Let’s be clear about what economic studies show. Equal pay for equal work laws have not reduced the men/women wage gap. Anti-discrimination laws and affirmative action requirements have not reduced the black/white wage gap. (Those gaps have narrowed, but not because of any law.) Minimum wage laws have not increased the income of low-income families. And employee benefit mandates are not paid for by employers or consumers or the tooth fairy – they are paid for by lower wages and a reduction in other benefits for the very workers these laws are supposed to help. Even health and safety regulations appear not to matter. There seems to be no evidence that OSHA has led to fewer worker accidents or deaths.
That doesn’t mean that government intervention in the labor market is benign. Every intervention raises the employer’s costs and discourages more hiring. As for ObamaCare, University of Chicago economist Casey Mulligan estimates that this one piece of legislation is leading to 4 million fewer full-time equivalent jobs.

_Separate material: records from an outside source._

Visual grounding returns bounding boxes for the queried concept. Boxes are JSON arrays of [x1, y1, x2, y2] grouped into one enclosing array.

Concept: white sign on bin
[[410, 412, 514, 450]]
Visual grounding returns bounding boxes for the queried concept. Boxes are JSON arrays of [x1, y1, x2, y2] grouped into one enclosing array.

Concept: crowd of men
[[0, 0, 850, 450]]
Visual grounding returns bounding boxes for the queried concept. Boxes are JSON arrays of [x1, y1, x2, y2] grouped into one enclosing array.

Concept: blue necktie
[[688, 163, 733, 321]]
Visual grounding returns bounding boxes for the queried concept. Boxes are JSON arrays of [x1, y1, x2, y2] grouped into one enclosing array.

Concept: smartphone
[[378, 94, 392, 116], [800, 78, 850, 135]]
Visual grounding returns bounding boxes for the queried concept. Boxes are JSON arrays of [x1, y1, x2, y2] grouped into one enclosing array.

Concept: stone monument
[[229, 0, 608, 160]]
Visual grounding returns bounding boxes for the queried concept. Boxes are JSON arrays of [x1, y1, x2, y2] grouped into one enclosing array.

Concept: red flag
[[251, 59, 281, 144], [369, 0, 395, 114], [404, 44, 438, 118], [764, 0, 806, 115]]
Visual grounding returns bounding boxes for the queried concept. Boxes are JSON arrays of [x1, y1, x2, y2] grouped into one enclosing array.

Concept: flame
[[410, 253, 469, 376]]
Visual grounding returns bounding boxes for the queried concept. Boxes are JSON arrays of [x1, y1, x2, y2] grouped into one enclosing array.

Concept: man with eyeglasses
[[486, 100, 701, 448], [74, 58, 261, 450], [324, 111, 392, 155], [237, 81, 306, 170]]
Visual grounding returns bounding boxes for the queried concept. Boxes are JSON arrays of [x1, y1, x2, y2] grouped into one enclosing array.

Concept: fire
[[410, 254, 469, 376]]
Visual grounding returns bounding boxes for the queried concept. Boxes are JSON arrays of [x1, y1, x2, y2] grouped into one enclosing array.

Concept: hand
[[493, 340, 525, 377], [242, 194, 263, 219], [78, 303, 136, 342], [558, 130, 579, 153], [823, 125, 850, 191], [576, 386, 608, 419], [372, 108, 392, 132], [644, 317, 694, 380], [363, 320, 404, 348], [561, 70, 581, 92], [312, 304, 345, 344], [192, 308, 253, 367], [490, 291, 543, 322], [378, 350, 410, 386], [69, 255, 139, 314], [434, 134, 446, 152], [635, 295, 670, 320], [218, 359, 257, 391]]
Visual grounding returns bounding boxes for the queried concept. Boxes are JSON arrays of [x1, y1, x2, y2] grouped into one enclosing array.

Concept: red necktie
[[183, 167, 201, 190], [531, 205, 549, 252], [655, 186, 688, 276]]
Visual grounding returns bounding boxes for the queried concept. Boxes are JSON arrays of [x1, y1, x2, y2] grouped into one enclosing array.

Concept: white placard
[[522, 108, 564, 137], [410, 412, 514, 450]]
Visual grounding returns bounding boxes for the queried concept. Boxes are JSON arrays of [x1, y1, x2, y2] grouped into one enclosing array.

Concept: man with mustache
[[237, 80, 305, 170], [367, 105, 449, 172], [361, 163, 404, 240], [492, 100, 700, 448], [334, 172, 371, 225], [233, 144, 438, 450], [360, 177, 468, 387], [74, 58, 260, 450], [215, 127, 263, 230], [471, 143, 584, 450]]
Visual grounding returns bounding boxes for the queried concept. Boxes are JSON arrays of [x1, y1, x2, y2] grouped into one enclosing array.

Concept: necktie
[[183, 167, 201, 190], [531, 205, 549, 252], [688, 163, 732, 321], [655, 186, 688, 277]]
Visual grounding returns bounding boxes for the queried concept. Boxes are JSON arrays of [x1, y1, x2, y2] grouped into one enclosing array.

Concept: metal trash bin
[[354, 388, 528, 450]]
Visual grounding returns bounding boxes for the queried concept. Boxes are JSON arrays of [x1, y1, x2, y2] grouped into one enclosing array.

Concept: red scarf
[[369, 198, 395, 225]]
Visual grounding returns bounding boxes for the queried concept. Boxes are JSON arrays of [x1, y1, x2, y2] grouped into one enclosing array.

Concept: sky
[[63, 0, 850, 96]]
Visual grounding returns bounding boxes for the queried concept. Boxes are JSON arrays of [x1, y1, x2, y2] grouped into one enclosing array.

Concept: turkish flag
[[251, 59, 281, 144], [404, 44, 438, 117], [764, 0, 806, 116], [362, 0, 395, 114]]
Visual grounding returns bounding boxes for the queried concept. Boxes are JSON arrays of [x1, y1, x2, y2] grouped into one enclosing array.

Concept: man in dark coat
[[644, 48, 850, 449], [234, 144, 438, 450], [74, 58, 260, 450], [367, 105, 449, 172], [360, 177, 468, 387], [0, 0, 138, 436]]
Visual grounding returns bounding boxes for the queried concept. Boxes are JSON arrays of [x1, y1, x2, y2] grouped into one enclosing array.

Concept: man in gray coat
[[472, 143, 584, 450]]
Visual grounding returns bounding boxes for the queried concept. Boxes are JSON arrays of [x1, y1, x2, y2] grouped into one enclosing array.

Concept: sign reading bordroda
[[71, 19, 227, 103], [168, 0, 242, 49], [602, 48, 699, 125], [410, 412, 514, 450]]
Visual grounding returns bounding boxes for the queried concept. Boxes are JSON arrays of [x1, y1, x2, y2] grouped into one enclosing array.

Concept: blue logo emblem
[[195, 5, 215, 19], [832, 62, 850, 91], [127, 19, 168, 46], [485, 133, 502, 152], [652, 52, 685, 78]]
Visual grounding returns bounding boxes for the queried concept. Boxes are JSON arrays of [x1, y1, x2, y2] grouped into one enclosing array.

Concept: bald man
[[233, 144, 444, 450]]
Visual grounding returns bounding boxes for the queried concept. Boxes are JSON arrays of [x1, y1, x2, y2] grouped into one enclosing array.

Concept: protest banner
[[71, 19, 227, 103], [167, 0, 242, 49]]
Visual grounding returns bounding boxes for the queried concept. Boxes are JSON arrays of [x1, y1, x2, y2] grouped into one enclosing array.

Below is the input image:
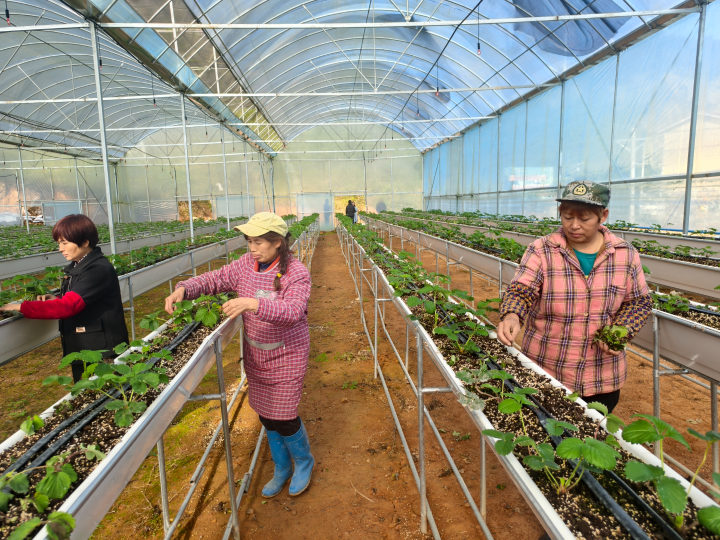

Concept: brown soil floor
[[0, 226, 710, 540], [93, 234, 542, 540], [385, 230, 712, 491]]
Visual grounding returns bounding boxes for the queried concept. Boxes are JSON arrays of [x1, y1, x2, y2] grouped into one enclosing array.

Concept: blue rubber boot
[[262, 431, 292, 499], [283, 421, 315, 497]]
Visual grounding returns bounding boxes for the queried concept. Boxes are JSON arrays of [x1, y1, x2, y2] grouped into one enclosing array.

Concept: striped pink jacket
[[176, 253, 311, 420], [500, 226, 652, 396]]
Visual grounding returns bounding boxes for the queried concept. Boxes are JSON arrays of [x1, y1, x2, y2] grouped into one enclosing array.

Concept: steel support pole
[[653, 313, 660, 457], [220, 132, 230, 232], [415, 332, 427, 534], [480, 434, 487, 520], [213, 339, 240, 540], [18, 148, 30, 234], [374, 266, 380, 379], [243, 141, 252, 217], [180, 94, 195, 242], [710, 381, 720, 473], [75, 158, 82, 214], [157, 435, 170, 534], [145, 165, 152, 221], [90, 22, 117, 255], [683, 1, 707, 234]]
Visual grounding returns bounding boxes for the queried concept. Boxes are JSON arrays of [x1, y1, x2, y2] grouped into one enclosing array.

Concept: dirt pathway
[[384, 229, 712, 490]]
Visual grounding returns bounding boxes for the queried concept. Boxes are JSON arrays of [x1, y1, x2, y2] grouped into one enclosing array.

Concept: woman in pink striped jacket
[[165, 212, 315, 498], [498, 181, 652, 411]]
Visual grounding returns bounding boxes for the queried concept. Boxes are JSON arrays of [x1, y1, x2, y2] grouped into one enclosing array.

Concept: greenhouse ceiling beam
[[0, 115, 490, 132], [0, 83, 560, 105], [0, 7, 701, 33]]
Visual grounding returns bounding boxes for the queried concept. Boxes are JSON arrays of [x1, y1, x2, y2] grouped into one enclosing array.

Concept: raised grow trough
[[0, 215, 318, 540]]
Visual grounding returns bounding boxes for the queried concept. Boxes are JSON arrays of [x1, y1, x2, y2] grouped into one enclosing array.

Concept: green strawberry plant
[[623, 414, 720, 534], [593, 325, 629, 351], [0, 444, 105, 540]]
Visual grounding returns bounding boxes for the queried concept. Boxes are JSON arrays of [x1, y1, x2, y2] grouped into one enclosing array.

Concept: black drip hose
[[3, 322, 200, 476]]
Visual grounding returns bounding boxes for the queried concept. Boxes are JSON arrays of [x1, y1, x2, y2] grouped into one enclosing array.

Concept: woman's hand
[[223, 298, 259, 319], [165, 287, 185, 315], [496, 313, 522, 347], [595, 341, 623, 356]]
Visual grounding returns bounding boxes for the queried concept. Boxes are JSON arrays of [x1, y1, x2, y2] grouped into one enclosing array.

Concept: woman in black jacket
[[0, 215, 129, 382]]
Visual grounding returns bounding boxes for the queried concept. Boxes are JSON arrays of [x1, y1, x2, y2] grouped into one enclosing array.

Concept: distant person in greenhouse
[[345, 201, 357, 223], [165, 212, 315, 498], [0, 214, 129, 382], [497, 181, 652, 411]]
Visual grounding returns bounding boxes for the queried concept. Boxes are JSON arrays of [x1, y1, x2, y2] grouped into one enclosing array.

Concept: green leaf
[[8, 473, 30, 493], [482, 429, 513, 441], [45, 512, 75, 540], [623, 420, 663, 444], [655, 476, 687, 514], [545, 418, 577, 437], [132, 378, 148, 395], [605, 433, 622, 449], [405, 296, 422, 307], [33, 493, 50, 514], [498, 398, 522, 414], [515, 435, 535, 446], [555, 437, 585, 459], [588, 401, 607, 416], [36, 463, 77, 499], [114, 407, 134, 427], [583, 437, 620, 470], [83, 444, 107, 461], [605, 414, 625, 433], [105, 399, 125, 411], [698, 506, 720, 535], [129, 401, 147, 414], [523, 455, 545, 471], [625, 460, 665, 482], [8, 517, 42, 540], [537, 443, 555, 461], [495, 439, 515, 456], [0, 491, 13, 512]]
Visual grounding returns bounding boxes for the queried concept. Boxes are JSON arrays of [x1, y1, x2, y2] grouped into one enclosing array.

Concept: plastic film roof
[[0, 0, 678, 158]]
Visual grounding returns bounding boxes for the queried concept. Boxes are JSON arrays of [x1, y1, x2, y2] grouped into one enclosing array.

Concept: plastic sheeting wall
[[423, 3, 720, 229], [273, 125, 423, 229]]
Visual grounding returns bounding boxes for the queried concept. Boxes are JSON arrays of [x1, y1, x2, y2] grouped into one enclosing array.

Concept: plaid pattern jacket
[[176, 253, 311, 420], [500, 226, 652, 396]]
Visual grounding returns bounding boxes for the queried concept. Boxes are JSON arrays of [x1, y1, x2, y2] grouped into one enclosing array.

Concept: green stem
[[688, 441, 712, 496]]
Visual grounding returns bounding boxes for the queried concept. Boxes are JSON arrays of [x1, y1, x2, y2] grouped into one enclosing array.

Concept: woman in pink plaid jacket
[[498, 181, 652, 411], [165, 212, 315, 498]]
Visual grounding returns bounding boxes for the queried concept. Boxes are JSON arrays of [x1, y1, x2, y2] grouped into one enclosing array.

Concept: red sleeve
[[20, 291, 85, 319]]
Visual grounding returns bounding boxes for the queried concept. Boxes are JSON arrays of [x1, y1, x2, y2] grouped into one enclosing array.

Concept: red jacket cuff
[[20, 291, 85, 319]]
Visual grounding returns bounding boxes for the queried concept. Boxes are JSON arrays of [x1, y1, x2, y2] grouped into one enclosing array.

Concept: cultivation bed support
[[337, 221, 492, 540]]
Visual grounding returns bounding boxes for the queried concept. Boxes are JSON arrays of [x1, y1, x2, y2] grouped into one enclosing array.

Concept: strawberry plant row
[[369, 214, 720, 299], [344, 215, 720, 538], [0, 217, 245, 259]]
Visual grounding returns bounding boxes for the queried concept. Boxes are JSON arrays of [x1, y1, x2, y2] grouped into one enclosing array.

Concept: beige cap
[[235, 212, 287, 236]]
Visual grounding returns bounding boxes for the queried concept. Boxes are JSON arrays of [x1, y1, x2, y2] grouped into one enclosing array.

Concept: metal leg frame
[[157, 330, 245, 540], [337, 227, 492, 540]]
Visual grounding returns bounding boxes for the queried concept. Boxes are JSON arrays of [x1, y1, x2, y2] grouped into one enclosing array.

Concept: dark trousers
[[260, 416, 302, 437], [580, 390, 620, 413]]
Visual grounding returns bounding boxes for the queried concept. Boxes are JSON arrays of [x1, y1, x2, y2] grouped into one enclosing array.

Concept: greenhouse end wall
[[423, 3, 720, 230]]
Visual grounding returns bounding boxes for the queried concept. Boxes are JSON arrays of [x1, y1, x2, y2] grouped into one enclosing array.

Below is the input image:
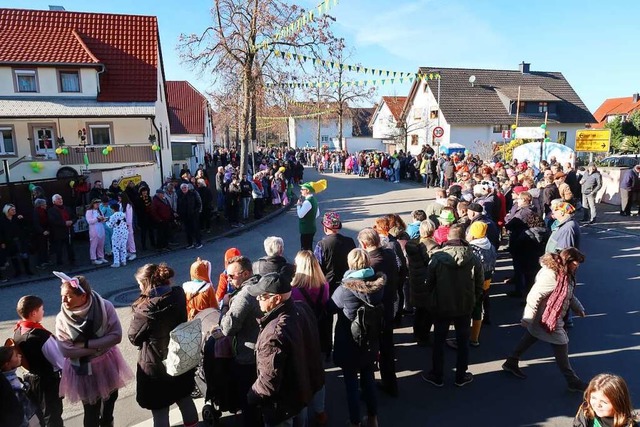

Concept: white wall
[[0, 66, 98, 98]]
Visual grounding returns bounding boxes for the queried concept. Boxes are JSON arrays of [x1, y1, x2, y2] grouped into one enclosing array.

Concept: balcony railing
[[58, 144, 156, 165]]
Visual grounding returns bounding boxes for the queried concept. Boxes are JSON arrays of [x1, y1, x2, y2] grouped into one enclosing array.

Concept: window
[[58, 70, 81, 92], [13, 70, 38, 92], [557, 131, 567, 144], [0, 127, 16, 155], [538, 102, 549, 113], [88, 123, 112, 145]]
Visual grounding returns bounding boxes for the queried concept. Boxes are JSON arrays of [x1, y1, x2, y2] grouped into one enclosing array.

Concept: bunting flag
[[255, 0, 338, 50], [273, 50, 440, 80]]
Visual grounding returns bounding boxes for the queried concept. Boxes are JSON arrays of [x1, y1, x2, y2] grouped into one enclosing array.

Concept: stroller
[[195, 308, 240, 426]]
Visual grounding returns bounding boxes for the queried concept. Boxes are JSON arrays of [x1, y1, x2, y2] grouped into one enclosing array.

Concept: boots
[[469, 320, 482, 347]]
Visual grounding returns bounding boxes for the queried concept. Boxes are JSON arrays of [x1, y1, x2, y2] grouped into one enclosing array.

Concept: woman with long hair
[[502, 248, 587, 392], [129, 263, 198, 427], [53, 271, 133, 427], [291, 251, 333, 425]]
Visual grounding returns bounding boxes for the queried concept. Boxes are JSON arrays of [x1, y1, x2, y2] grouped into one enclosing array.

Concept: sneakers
[[455, 372, 473, 387], [567, 380, 587, 393], [420, 372, 444, 387], [502, 359, 527, 379]]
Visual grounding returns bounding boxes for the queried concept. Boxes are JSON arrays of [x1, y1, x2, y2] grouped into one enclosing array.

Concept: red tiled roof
[[382, 96, 407, 123], [593, 96, 640, 128], [167, 81, 207, 135], [0, 9, 160, 102]]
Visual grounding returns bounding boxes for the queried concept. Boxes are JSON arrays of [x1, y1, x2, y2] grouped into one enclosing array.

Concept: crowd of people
[[0, 145, 637, 427]]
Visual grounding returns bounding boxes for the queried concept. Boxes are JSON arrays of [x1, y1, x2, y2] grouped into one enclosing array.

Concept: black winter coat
[[129, 287, 194, 410], [248, 299, 324, 425]]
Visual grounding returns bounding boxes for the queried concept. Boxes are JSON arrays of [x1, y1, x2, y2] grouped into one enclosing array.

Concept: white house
[[0, 9, 171, 193], [401, 62, 595, 154], [167, 81, 215, 175]]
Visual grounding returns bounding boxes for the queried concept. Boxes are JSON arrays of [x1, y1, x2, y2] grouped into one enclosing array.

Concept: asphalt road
[[0, 169, 640, 427]]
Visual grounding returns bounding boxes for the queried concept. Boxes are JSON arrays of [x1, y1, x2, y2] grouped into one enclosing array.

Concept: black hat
[[467, 203, 482, 213], [247, 273, 291, 297]]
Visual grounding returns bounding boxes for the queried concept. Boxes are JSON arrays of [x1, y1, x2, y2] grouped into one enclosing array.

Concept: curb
[[0, 199, 296, 291]]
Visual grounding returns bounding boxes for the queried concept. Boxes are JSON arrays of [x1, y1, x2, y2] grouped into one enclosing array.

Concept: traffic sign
[[576, 129, 611, 153]]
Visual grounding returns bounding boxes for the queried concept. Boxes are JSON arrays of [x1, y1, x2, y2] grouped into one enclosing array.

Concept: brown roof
[[593, 96, 640, 127], [382, 96, 407, 122], [167, 81, 207, 135], [0, 9, 160, 102], [402, 67, 595, 126]]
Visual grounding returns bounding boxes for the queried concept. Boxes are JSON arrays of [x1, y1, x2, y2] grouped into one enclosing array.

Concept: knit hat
[[322, 212, 342, 230], [224, 248, 242, 266], [189, 257, 211, 283], [467, 203, 483, 213], [467, 221, 489, 240], [438, 209, 456, 224]]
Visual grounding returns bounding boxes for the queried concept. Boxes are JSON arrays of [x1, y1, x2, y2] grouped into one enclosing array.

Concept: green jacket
[[427, 240, 484, 319], [298, 196, 318, 234]]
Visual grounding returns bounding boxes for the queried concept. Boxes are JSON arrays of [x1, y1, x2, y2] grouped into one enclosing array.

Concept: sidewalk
[[0, 198, 296, 289]]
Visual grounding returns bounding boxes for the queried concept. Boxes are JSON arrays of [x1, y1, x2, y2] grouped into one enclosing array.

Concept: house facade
[[401, 63, 595, 154], [593, 93, 640, 129], [0, 9, 171, 192], [167, 81, 215, 176]]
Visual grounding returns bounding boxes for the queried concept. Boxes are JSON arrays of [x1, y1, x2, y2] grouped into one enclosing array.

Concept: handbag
[[163, 318, 202, 377]]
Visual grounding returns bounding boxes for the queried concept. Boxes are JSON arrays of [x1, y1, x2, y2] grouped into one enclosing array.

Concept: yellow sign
[[576, 129, 611, 153], [118, 175, 142, 191]]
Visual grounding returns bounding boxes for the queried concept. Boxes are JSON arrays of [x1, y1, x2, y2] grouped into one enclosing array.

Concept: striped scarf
[[540, 271, 571, 333]]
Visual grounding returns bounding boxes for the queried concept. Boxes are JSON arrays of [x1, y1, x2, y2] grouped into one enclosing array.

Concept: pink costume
[[121, 204, 136, 254], [84, 209, 105, 261]]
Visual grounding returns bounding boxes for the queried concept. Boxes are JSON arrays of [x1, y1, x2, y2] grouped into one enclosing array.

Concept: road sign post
[[576, 129, 611, 153]]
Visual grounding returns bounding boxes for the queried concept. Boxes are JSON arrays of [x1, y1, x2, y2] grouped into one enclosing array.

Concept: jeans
[[342, 366, 378, 424], [82, 390, 118, 427], [151, 396, 198, 427], [431, 316, 471, 380], [509, 331, 580, 385], [582, 193, 596, 221]]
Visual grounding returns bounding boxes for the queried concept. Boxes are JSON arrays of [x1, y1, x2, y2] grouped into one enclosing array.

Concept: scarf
[[59, 291, 108, 375], [540, 272, 571, 333]]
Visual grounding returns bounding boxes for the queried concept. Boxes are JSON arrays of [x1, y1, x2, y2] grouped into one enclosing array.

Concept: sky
[[0, 0, 640, 112]]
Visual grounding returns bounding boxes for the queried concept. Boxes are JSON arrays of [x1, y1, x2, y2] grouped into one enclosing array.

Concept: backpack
[[351, 301, 384, 347], [163, 317, 202, 377]]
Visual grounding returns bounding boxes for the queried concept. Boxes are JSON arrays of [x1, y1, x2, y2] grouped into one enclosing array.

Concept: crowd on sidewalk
[[0, 147, 637, 427]]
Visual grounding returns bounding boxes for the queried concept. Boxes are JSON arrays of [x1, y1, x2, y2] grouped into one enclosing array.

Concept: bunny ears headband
[[53, 271, 85, 294]]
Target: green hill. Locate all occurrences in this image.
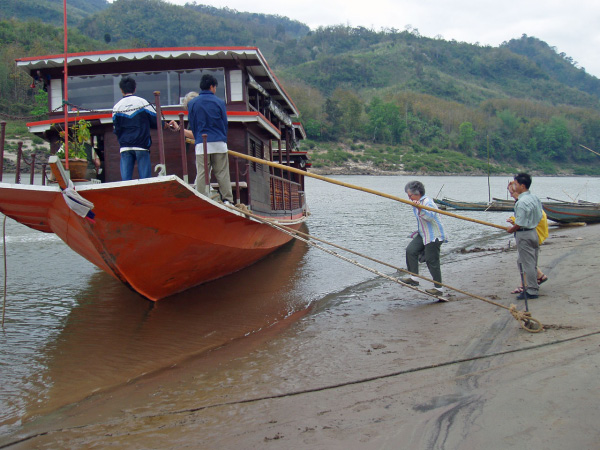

As I wrote in a recent column at Forbes, summer jobs were often the first jobs for millions of teenagers in years past. They were the place where young men and women learned essential skills that let them climb the ladder of economic opportunity. After all, if you don’t get to the first rung, you are unlikely to achieve rung two or three. Yet last year, less than half of teenagers seeking a job were able to find one. Many aren’t even looking. According to the Bureau of Labor Statistics, the July 2014 participation rate for 16 to 24-year-olds was 17.0 percentage points below the peak rate for that month 15 years ago (77.5%).
Here is what everyone needs to understand. It doesn’t matter what teenagers earn in their first job. Whatever they earn, they will likely spend on fun and frolic. But the skills they learn – showing up for work on time, following orders, being respectful – are skills that will pay off for a lifetime.
Meanwhile, employers are substituting capital for labor – including greater use of robots – just about everywhere in the labor market. For example, there is now a 14-arm, automated harvester that can wheel through rows of strawberry plants, distinguish the ripe from the unripe and pick the berries from the green leaves surrounding them. At $100,000, the robot is not cheap.But no one in Congress is insisting that farmers pay the robot more than it’s worth and there are no laws requiring farmers to provide the robot with Obamacare or other expensive benefits.